How good is Kevin Durant? Trade-a-championship-for-him good

Whether you like him or not, Bill Simmons has kind of become the authoritative voice on the NBA. And I generally trust him and enjoy what he has to say. And when he writes about Kevin Durant and the Thunder, I find it important. Here’s what he said in today’s mailbag:

Q: If you could go back in time “Lost”-style and fix the 2007 lottery so the Celtics landed the second pick, would you keep what happened (No. 5 pick, KG trade, 2008 title, everything else that happened up to now), or would you switch it so that they ended up with the No. 2 pick and Durant?

–Dr. Bill Simmons, Boston
SG: OK, I fibbed that one. My dad asked me that on the phone this week. And we both came to the same conclusion pretty quickly: You’d have to go with Durant. Have you seen what he’s doing for the Zombies lately? Thirty a night, eight boards, 50 percent shooting, nails his free throws … just eerie, Gervin-like consistency for a young team that doesn’t have another reliable scorer, and if that’s not enough, he’s the single best teammate in the league other than LeBron. Barring injury, he’s going to win this year’s scoring title (he’d be the youngest ever by two years) and could be looking at a historic 35 ppg, 10 rpg, 50/40/90 percentage season soon. I don’t see how you pass that up. And if you remember, the 2007 Celts had a decent nucleus in place already (Al Jefferson, Rajon Rondo, Kendrick Perkins, Paul Pierce, Theo Ratliff’s expiring contract, the rights to Minnesota’s No. 1) and easily could have turned a couple of those assets into Pau Gasol a couple of months later.
Here’s the best analogy: You know in football when a team kicks a field goal, only there’s a penalty, and they have the option of wiping the points off the board but getting four new downs? It’s usually a horrible idea to wipe the points off unless you have someone on the Brady-Manning-Brees level as your quarterback. Too risky otherwise. For a redo of the 2007 lottery scenario, you would wipe three points off the board (in this case, an NBA title), grab Durant and go for seven points (the possibility of multiple titles and 15-plus years of a potential pantheon guy). You have to.
One more note: This is something like my 10th or 11th year with NBA Season Pass.

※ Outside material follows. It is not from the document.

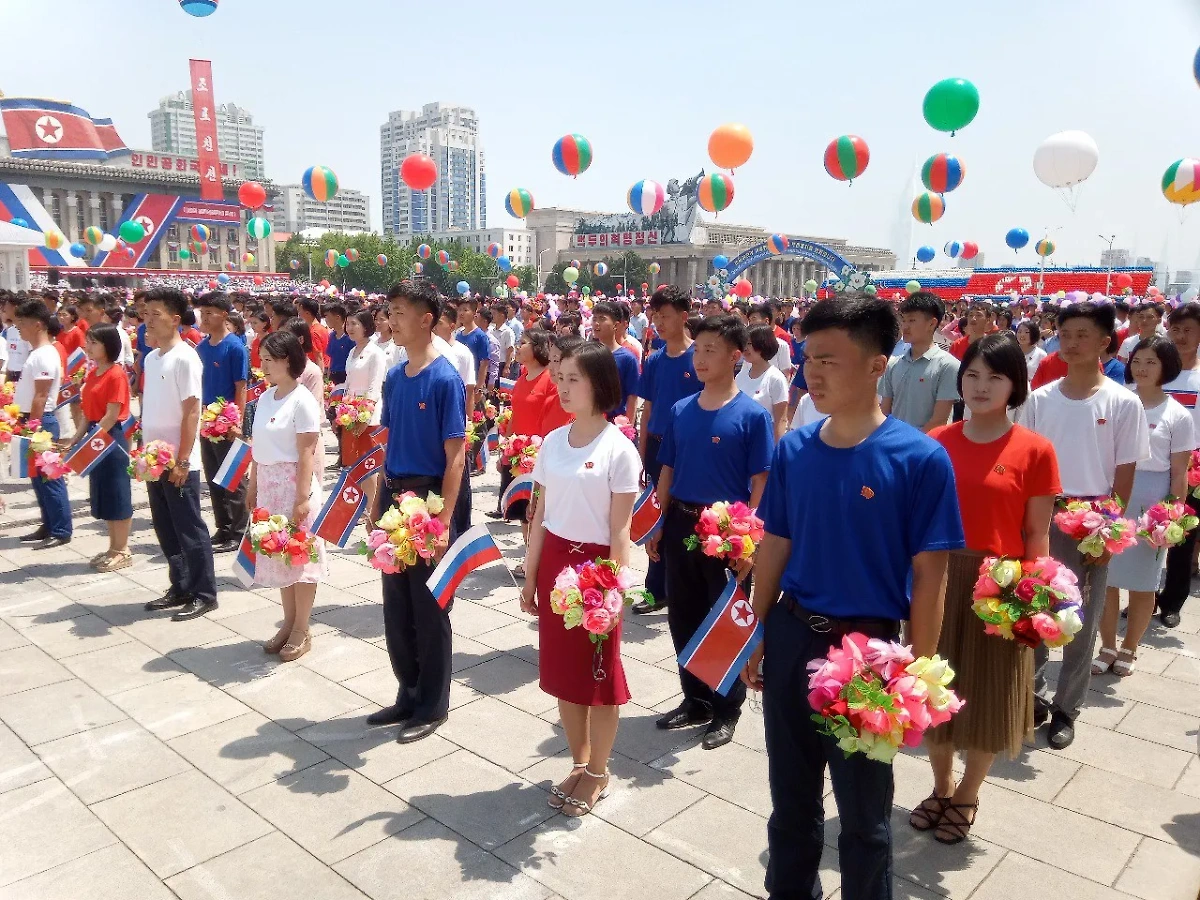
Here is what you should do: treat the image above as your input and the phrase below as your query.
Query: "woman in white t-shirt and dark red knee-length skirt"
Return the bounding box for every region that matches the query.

I have never gotten attached to a non-Celtics team before, and I’ve never played favorites if there were multiple non-Boston games happening at the same time. This year? I find myself gravitating to Zombies games night after night. It’s a real team. They like one another. They’re better as a group than they are as individuals. And Durant is the most special non-LeBron talent in basketball. Not only is there nobody like him, but there’s also never been anyone like him. He’s an original prototype.

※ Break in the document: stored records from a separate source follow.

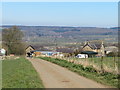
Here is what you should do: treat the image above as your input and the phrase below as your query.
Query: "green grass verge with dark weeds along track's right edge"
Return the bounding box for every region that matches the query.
[39,57,119,88]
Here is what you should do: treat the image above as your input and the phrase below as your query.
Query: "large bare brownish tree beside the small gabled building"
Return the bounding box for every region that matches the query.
[2,26,24,55]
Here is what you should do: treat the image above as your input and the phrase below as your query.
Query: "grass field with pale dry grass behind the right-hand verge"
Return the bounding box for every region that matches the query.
[59,57,119,73]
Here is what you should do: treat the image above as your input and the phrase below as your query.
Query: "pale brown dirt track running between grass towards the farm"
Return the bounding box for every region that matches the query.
[29,59,109,88]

You know how many times I read that? Three. Three times. It’s just so lovely. But think about that kind of high praise. First off, Simmons says Thunder basketball is must-see-TV. (Too bad ESPN and TNT don’t see it that way.) But here you have a guy that is willing to forgo a title for his team in order to possess a player we currently have on our team. If that doesn’t tell you how good KD is, well, then you should really start watching Thunder games. And if that doesn’t make you scream like a 14-year-old girl at a Jonas Brothers concert, then you have no heart.

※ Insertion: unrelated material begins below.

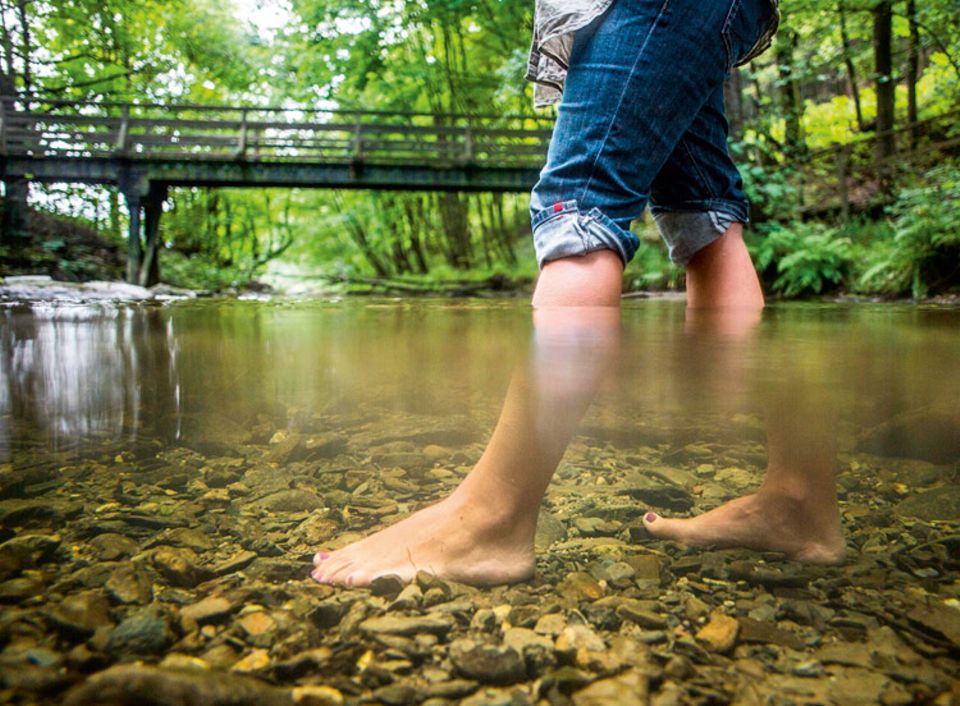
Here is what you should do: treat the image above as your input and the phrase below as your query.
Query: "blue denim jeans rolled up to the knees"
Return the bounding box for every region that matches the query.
[530,0,774,267]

Here’s KD’s line since Dec. 22: 32.5 ppg, 7.3 rpg, 53 percent from the field, 54 percent from 3, 88 percent from the line. Add to that the 23-game streak, the fact his team is 15-8 in that span and oh yeah, that’s he’s 21 freaking years old and well, you should be changing your pants by now. It’s getting really old when people try and remind us that we’ve got something really special here in OKC, but people, WE’VE GOT SOMETHING SPECIAL.